= Jalimpura =

Jalimpura also known as Charna ki dhani is a village in Bhimsar gram panchayat, Mandawa, Tehsil, Jhunjhunu district, Rajasthan, India. All resident of the village belongs to Jaat community ( Jhajharia, Dhaka, Tetarwal, Khedar, Godara ).

Village situated approximately 15 km from district headquarter Jhunjhunu and well connected by road from Jhunjhunu.

Neighbour village- Bhimsar, Rasora, sekhsar, Kumas, Naand ka Bas.(भीमसर, रसोड़ा, सेख सर, कुमास, नांद का बास )
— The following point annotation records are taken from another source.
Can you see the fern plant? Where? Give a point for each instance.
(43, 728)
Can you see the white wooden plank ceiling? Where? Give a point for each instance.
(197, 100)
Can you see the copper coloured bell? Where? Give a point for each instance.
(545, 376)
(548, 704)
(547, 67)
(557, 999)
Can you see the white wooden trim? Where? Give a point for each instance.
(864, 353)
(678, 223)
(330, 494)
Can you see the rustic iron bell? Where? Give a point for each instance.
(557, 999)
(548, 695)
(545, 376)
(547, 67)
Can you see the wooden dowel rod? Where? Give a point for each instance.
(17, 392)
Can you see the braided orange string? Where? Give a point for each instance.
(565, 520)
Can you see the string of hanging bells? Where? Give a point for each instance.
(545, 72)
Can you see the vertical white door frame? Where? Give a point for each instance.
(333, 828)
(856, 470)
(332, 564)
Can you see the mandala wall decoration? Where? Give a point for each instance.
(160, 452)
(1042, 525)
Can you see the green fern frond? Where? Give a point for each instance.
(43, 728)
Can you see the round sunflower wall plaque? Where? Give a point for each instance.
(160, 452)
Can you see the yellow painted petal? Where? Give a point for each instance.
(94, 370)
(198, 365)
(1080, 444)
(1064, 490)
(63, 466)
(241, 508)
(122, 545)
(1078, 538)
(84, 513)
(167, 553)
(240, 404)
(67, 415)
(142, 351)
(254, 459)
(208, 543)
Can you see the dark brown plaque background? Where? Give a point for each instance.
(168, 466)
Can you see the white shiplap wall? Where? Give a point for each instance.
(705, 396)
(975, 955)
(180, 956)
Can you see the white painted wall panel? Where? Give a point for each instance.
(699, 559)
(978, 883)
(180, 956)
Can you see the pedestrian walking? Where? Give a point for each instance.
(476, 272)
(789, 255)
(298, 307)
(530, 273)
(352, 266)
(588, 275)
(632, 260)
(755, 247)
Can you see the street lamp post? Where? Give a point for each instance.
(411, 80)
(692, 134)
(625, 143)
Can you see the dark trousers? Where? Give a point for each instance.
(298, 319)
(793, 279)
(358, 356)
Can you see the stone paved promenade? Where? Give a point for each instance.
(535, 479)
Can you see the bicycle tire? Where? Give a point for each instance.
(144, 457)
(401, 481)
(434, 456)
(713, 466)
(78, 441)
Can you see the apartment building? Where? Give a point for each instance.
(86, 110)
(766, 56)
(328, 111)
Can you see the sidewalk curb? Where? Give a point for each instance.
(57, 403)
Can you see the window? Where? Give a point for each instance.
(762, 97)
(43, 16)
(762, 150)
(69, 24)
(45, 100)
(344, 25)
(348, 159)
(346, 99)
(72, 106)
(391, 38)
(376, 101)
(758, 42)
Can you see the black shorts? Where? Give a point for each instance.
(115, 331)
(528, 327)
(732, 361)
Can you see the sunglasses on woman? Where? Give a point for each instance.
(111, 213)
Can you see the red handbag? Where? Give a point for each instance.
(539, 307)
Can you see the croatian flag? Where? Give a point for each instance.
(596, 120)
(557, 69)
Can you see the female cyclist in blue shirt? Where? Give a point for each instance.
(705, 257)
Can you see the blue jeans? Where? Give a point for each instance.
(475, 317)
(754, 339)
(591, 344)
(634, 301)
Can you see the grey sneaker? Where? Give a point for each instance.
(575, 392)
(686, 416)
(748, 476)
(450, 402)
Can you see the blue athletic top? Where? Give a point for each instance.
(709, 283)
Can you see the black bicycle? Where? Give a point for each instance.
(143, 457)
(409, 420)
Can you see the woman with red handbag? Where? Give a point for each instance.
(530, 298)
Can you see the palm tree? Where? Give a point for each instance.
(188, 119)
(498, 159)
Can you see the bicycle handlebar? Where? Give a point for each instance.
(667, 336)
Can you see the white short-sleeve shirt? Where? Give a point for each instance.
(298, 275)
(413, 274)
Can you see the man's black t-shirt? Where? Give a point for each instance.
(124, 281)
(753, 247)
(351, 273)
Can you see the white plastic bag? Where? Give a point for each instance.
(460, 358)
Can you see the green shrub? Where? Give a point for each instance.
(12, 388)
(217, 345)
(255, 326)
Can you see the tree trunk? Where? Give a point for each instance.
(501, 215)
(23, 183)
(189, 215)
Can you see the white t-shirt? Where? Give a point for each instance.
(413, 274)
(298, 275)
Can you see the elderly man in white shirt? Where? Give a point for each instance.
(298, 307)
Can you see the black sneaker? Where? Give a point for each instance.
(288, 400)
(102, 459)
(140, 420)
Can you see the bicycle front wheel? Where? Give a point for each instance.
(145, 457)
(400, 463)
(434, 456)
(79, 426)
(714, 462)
Jalimpura is a medium size village located in Jhunjhunun Tehsil of Jhunjhunun district, Rajasthan with total 215 families residing. The Jalimpura village has population of 1028 of which 499 are males while 529 are females as per Population Census 2011.

In Jalimpura village population of children with age 0-6 is 123 which makes up 11.96% of total population of village. Average Sex Ratio of Jalimpura village is 1060 which is higher than Rajasthan state average of 928. Child Sex Ratio for the Jalimpura as per census is 864, lower than Rajasthan average of 888.

Jalimpura village has higher literacy rate compared to Rajasthan. In 2011, literacy rate of Jalimpura village was 68.29% compared to 66.11% of Rajasthan. In Jalimpura Male literacy stands at 84.06% while female literacy rate was 53.81%.